Plusieurs mécanismes physiopathologiques contribueraient à l’apparition des malformations, a expliqué le Dr Zloczower. D’une part, le métabolisme des lipides dans les cellules est perturbé. Cela endommage la structure dans les cellules, les radicaux libres d’oxygène sont libérés et le stress oxydatif sur les tissus augmente. D’autre part, il y a moins d’antioxydants endogènes. En outre, les effets proangiogéniques jouent un rôle supplémentaire.
Les mécanismes de biologie moléculaire à l’origine des effets tératogènes ne sont pas encore totalement élucidés. Des changements dans l’expression des gènes dans l’embryon et le sac vitellin semblent jouer un rôle crucial : dans les voies de signalisation du gène Wnt [11, 12], de la protéine kinase C [13], dans Pax3 [14] et p53 [14], ainsi que dans les réponses de l’organisme à l’hypoxie et au stress oxydatif [16–19].
Selon le Dr Zloczower, il existe de bonnes preuves que les compléments alimentaires permettent de réduire le risque de malformations congénitales grâce à des études sur les animaux. Ainsi, une supplémentation en vitamines C et E [19–22], en acide lipoïque [23], en acide arachidonique [24, 25], en myo-inositol [26] ou en acide folique [27–29] chez les animaux enceintes a réduit le risque d’anomalies congénitales. Des chercheurs de Singapour ont récemment montré qu’une supplémentation en zinc prévenait les anomalies cardiaques congénitales chez la progéniture de souris diabétiques [30].

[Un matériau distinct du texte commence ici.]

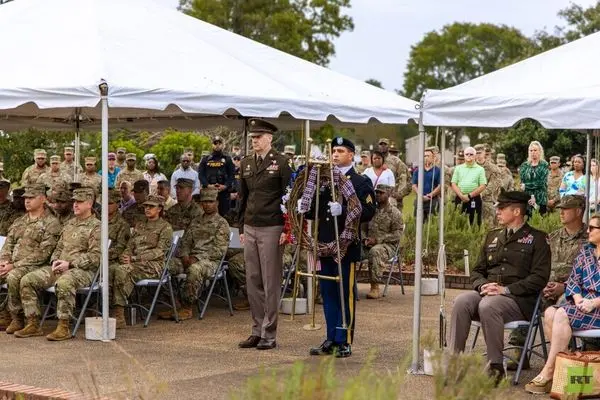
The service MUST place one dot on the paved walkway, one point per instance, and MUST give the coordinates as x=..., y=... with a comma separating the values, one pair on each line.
x=200, y=359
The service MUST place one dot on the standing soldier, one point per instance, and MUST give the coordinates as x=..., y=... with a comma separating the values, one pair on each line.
x=400, y=170
x=265, y=177
x=217, y=170
x=54, y=176
x=33, y=172
x=91, y=177
x=68, y=166
x=384, y=234
x=30, y=242
x=554, y=180
x=339, y=341
x=130, y=173
x=492, y=190
x=73, y=264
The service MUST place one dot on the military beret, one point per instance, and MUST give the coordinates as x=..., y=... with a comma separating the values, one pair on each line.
x=141, y=186
x=84, y=194
x=114, y=196
x=155, y=200
x=257, y=127
x=209, y=194
x=513, y=197
x=382, y=187
x=572, y=201
x=343, y=142
x=185, y=182
x=37, y=189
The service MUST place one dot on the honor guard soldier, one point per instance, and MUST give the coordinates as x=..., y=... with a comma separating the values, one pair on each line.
x=265, y=177
x=338, y=340
x=217, y=170
x=512, y=270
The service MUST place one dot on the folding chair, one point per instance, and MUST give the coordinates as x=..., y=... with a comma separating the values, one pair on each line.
x=219, y=276
x=164, y=280
x=528, y=348
x=395, y=260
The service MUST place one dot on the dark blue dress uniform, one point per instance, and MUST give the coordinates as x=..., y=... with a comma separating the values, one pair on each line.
x=218, y=168
x=336, y=337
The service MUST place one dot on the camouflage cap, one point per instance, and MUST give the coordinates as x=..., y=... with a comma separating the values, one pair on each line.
x=383, y=188
x=37, y=189
x=572, y=201
x=84, y=194
x=209, y=194
x=185, y=182
x=155, y=200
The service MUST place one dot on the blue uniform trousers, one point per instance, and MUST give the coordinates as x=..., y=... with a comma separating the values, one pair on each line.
x=330, y=291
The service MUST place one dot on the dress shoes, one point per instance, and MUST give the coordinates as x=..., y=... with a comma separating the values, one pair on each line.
x=249, y=343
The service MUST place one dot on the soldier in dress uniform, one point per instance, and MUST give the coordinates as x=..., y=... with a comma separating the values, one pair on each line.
x=54, y=176
x=339, y=341
x=30, y=241
x=130, y=173
x=217, y=170
x=73, y=265
x=182, y=214
x=512, y=270
x=554, y=181
x=265, y=177
x=91, y=178
x=384, y=234
x=33, y=172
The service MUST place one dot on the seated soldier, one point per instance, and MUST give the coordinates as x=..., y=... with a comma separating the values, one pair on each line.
x=143, y=257
x=384, y=234
x=203, y=246
x=73, y=265
x=512, y=270
x=30, y=242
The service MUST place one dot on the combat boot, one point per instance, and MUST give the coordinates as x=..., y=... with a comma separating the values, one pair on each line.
x=120, y=317
x=31, y=329
x=374, y=293
x=5, y=319
x=62, y=331
x=16, y=324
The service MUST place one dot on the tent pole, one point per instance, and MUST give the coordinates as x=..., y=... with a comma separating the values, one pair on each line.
x=104, y=220
x=414, y=368
x=588, y=162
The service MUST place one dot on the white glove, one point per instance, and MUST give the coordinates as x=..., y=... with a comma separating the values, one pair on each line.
x=335, y=208
x=301, y=209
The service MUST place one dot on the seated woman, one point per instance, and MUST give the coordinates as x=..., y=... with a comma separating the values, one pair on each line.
x=582, y=310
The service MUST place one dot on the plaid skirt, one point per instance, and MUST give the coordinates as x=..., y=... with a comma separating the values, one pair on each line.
x=581, y=321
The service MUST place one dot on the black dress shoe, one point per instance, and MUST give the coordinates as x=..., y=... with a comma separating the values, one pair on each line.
x=325, y=349
x=343, y=350
x=252, y=341
x=265, y=344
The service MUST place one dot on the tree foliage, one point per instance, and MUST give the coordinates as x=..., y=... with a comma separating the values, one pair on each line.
x=304, y=28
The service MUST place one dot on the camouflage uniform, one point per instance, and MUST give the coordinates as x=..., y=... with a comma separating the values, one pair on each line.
x=147, y=247
x=79, y=244
x=28, y=246
x=206, y=241
x=181, y=216
x=386, y=229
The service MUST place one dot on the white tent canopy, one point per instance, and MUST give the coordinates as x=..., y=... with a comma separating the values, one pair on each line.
x=159, y=63
x=559, y=88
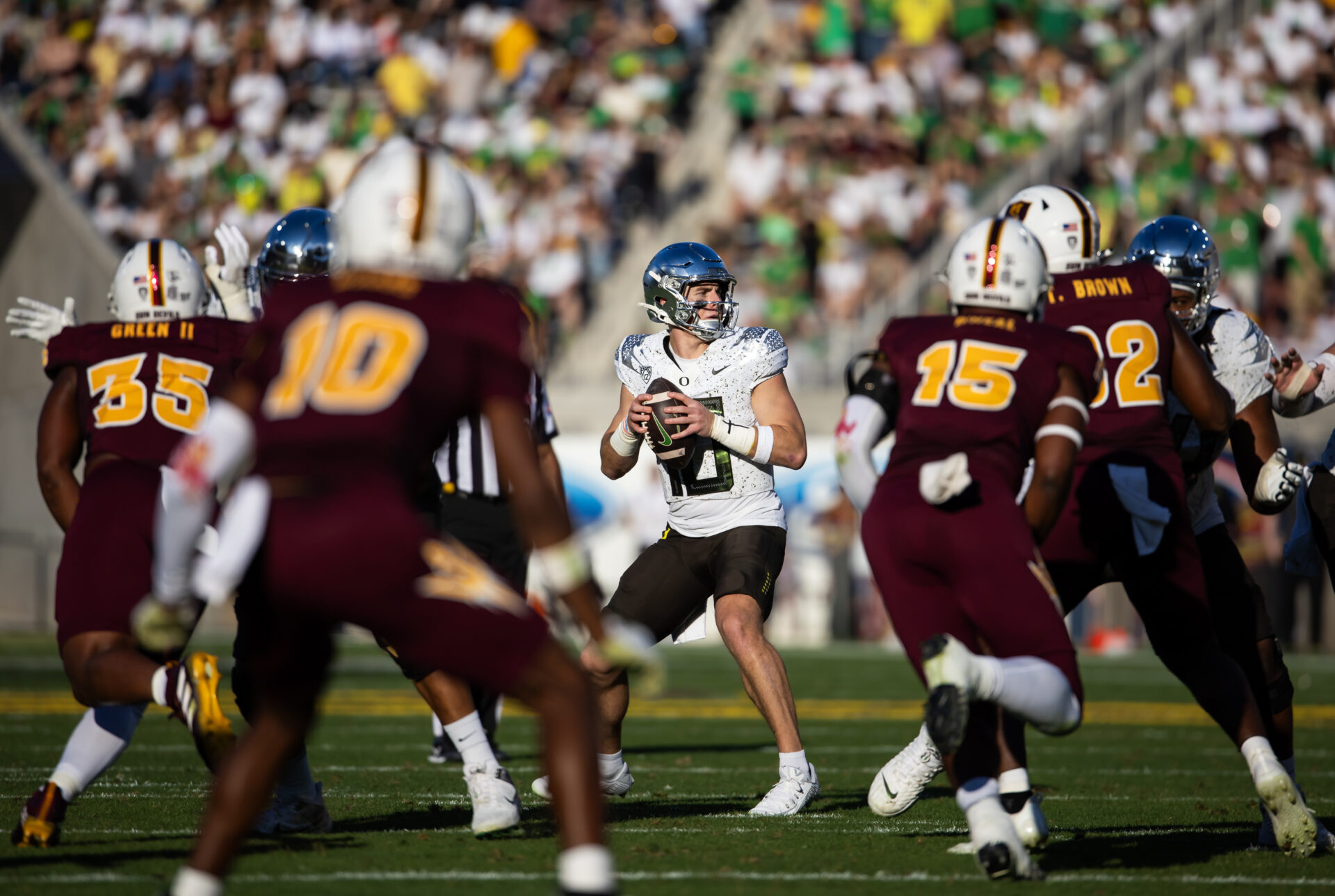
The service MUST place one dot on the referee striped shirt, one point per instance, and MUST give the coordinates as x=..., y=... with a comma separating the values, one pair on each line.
x=467, y=464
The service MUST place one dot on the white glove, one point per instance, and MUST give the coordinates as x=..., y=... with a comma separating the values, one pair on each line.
x=235, y=254
x=631, y=645
x=39, y=321
x=1278, y=481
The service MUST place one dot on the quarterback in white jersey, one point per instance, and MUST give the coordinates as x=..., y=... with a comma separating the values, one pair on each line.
x=725, y=532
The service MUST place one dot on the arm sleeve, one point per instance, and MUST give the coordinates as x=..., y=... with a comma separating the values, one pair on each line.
x=772, y=358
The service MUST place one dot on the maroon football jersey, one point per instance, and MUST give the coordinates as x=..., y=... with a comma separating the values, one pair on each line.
x=1120, y=311
x=366, y=372
x=143, y=385
x=976, y=384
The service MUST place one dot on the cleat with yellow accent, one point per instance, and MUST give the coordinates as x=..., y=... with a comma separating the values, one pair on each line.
x=40, y=819
x=193, y=697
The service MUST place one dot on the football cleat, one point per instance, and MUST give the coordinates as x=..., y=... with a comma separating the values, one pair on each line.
x=296, y=815
x=901, y=781
x=193, y=697
x=617, y=785
x=40, y=817
x=1028, y=819
x=793, y=792
x=952, y=677
x=496, y=800
x=996, y=845
x=1293, y=824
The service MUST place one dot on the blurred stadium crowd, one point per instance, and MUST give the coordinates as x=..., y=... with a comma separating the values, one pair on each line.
x=170, y=117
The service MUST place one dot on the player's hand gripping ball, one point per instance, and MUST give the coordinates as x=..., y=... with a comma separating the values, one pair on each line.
x=674, y=453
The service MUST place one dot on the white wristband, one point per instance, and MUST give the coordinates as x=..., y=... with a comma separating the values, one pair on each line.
x=565, y=565
x=624, y=441
x=766, y=445
x=734, y=437
x=1063, y=430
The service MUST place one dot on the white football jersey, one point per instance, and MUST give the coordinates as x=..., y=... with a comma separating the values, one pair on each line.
x=1239, y=355
x=718, y=489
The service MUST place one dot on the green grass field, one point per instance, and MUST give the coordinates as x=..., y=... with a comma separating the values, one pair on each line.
x=1150, y=799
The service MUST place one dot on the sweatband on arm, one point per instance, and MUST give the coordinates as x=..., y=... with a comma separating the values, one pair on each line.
x=624, y=441
x=1063, y=430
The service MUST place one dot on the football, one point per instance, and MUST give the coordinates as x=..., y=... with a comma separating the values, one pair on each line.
x=674, y=453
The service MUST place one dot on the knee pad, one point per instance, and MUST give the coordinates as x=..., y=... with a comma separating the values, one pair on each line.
x=1281, y=692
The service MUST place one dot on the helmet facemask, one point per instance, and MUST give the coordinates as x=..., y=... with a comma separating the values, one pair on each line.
x=674, y=310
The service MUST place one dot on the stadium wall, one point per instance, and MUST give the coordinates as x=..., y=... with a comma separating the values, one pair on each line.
x=49, y=250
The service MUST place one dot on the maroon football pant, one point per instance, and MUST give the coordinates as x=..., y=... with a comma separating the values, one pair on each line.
x=357, y=556
x=967, y=568
x=106, y=564
x=1094, y=542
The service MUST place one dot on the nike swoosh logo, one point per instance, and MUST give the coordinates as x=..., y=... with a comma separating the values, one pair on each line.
x=664, y=437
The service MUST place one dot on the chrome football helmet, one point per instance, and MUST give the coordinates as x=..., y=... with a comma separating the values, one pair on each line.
x=1182, y=250
x=670, y=272
x=998, y=263
x=156, y=281
x=298, y=247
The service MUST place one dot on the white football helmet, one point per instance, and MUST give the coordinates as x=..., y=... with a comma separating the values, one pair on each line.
x=409, y=210
x=1066, y=225
x=156, y=281
x=998, y=263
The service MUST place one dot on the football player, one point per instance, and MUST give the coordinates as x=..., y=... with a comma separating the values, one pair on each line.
x=971, y=398
x=403, y=350
x=725, y=532
x=1130, y=501
x=124, y=391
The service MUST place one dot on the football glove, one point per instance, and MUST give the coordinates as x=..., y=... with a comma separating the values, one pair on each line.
x=39, y=321
x=631, y=645
x=163, y=628
x=1278, y=481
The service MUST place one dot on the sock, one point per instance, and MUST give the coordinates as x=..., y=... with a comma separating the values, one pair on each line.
x=975, y=791
x=296, y=781
x=609, y=764
x=97, y=742
x=1259, y=755
x=1031, y=688
x=1015, y=781
x=793, y=760
x=161, y=687
x=195, y=883
x=586, y=870
x=470, y=740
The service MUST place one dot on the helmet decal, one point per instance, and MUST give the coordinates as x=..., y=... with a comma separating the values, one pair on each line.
x=1085, y=220
x=994, y=253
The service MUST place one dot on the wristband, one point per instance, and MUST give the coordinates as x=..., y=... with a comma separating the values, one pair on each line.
x=766, y=445
x=1067, y=401
x=734, y=437
x=565, y=565
x=1063, y=430
x=625, y=441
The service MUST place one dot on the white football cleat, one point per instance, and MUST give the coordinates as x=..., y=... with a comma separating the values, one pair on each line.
x=953, y=681
x=296, y=815
x=1293, y=824
x=901, y=781
x=792, y=794
x=1030, y=822
x=496, y=800
x=616, y=785
x=996, y=845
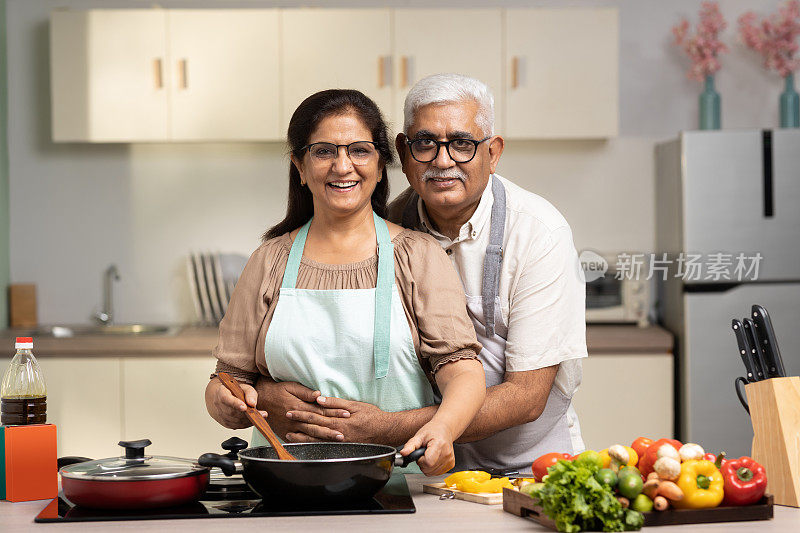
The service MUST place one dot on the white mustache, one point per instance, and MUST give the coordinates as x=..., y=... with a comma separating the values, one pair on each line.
x=451, y=173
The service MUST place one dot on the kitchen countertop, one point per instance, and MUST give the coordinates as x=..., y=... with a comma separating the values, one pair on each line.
x=194, y=341
x=432, y=515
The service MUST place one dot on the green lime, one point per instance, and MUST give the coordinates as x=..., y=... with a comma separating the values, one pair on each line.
x=589, y=458
x=632, y=469
x=630, y=485
x=642, y=503
x=607, y=477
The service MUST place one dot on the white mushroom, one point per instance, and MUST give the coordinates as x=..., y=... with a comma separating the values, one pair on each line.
x=668, y=450
x=619, y=456
x=691, y=451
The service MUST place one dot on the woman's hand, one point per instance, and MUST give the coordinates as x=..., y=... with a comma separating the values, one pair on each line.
x=226, y=409
x=439, y=457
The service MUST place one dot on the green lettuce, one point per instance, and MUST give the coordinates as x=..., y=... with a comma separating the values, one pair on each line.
x=573, y=498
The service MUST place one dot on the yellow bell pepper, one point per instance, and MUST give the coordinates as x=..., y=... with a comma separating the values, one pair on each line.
x=476, y=475
x=633, y=457
x=701, y=483
x=491, y=485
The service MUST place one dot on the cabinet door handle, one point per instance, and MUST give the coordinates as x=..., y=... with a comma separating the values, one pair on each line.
x=158, y=73
x=183, y=73
x=404, y=66
x=384, y=71
x=514, y=72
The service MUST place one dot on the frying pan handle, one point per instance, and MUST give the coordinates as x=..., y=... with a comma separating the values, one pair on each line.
x=225, y=464
x=399, y=460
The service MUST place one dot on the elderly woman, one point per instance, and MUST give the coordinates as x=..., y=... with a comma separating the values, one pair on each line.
x=316, y=304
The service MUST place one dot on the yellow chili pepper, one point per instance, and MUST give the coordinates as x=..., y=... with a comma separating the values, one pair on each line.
x=492, y=485
x=633, y=457
x=701, y=483
x=476, y=475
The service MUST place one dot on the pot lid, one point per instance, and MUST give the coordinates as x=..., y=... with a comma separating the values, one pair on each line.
x=134, y=466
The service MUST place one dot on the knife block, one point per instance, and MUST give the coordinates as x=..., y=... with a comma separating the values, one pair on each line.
x=775, y=413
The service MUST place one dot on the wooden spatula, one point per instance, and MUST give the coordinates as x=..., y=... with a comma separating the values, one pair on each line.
x=256, y=418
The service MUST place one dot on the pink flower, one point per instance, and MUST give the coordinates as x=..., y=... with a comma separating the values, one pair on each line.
x=775, y=37
x=704, y=47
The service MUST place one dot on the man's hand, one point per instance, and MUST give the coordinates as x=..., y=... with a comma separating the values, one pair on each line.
x=288, y=396
x=439, y=457
x=226, y=409
x=363, y=423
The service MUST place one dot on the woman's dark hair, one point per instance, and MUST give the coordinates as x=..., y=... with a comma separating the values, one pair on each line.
x=305, y=120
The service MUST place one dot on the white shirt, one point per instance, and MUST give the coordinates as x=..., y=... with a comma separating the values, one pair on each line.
x=542, y=289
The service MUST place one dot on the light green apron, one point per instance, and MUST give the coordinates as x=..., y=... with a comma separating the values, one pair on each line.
x=353, y=343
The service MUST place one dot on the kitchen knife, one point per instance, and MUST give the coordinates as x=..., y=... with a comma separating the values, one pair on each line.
x=755, y=354
x=744, y=348
x=768, y=342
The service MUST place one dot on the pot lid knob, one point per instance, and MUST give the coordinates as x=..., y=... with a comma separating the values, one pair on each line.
x=234, y=445
x=134, y=449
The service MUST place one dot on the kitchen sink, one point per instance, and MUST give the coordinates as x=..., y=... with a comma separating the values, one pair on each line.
x=112, y=329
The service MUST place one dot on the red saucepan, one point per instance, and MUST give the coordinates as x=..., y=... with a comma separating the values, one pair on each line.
x=135, y=481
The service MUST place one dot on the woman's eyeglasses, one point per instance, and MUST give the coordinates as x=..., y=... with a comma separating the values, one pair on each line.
x=359, y=152
x=459, y=150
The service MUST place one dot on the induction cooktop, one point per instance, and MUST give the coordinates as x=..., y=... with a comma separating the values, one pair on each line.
x=394, y=497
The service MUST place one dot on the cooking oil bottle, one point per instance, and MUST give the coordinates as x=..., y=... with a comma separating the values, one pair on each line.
x=23, y=394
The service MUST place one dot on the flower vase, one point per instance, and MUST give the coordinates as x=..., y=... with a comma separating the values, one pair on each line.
x=790, y=104
x=709, y=106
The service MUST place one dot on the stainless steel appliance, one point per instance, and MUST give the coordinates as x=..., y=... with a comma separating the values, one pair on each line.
x=728, y=198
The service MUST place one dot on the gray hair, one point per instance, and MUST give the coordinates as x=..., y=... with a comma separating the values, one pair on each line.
x=449, y=88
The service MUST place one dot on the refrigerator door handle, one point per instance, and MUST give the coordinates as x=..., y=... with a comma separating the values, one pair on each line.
x=766, y=164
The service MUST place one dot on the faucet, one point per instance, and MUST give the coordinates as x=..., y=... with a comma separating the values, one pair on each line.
x=106, y=315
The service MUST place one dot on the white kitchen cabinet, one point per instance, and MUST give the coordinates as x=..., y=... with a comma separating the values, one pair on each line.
x=562, y=73
x=431, y=41
x=225, y=83
x=164, y=401
x=108, y=79
x=336, y=49
x=84, y=402
x=625, y=396
x=159, y=75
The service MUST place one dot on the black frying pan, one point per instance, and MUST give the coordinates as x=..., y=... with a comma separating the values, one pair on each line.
x=329, y=472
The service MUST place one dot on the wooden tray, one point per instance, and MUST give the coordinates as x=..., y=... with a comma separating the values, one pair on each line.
x=520, y=504
x=486, y=498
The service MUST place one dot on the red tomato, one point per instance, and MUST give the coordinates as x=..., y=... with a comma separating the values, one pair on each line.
x=541, y=464
x=640, y=445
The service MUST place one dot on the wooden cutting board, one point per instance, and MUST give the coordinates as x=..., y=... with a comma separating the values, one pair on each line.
x=486, y=498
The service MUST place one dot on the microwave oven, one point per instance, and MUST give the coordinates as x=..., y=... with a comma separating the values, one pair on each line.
x=614, y=298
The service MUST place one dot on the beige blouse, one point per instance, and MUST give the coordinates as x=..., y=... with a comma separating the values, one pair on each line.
x=430, y=290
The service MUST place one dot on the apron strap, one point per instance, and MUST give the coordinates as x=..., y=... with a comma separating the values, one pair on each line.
x=410, y=212
x=383, y=298
x=494, y=254
x=295, y=255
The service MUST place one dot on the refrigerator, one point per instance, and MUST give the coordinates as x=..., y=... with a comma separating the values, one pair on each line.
x=726, y=195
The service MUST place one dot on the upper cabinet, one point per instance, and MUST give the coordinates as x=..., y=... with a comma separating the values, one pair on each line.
x=563, y=75
x=157, y=75
x=335, y=49
x=239, y=74
x=108, y=75
x=430, y=41
x=224, y=82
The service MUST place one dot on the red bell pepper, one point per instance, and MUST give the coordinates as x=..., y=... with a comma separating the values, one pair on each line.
x=647, y=461
x=745, y=481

Le stress oxydatif, causé par le diabète maternel, pourrait jouer un rôle dans le développement d’une embryopathie cardiaque, suggèrent les scientifiques. De plus, une supplémentation en zinc pourrait être un traitement potentiel de l’embryopathie cardiaque.
Données sur les femmes enceintes provenant principalement d’analyses rétrospectives
Le Dr Zloczower a indiqué qu’il n’existait jusqu’à présent que peu d’études de bonne qualité chez les femmes enceintes. En 2003, des chercheurs du National Center on Birth Defects and Developmental Disabilities des Centers for Disease Control and Prevention aux États-Unis ont analysé rétrospectivement les données de 3278 enfants présentant des anomalies congénitales associées au diabète et les ont comparées à 3029 enfants ne présentant pas d’anomalies congénitales. Les bébés nés de mères diabétiques présentaient un risque plus élevé de malformations congénitales si celles-ci ne prenaient pas de multivitamines pendant la conception. En revanche, la prise de vitamines n’a pas augmenté le risque [31]. Cependant, cette analyse et d’autres analyses rétrospectives ne permettent pas de conclure à un véritable lien de cause à effet, estime le Dr Zloczower.
Des chercheurs de la National Birth Defects Prevention Study à Stanford ont également analysé rétrospectivement l’influence de l’alimentation maternelle sur les défauts de naissance. Les mères de 3824 enfants atteints de malformations congénitales et de 6807 témoins ont été interrogées à l’aide d’un questionnaire alimentaire standardisé. Une alimentation plus saine, mesurée par le Mediterranean Diet Score (MDS), était associée à un risque plus faible d’anomalies du tube neural et de fentes palatines [32]. Une autre option pour la prévention des malformations embryonnaires pourrait être l’épigallocatéchine-3-gallate (EGCG), plus connu sous le nom de thé vert. Chez le rat, l’EGCG a empêché une embryopathie induite par l’hyperglycémie [33].
Bibliographie chez l’éditeur
Source : DIP 2013. Le 7e symposium international sur le diabète, l’hypertension, le syndrome métabolique et la grossesse. 13-16 mars 2013.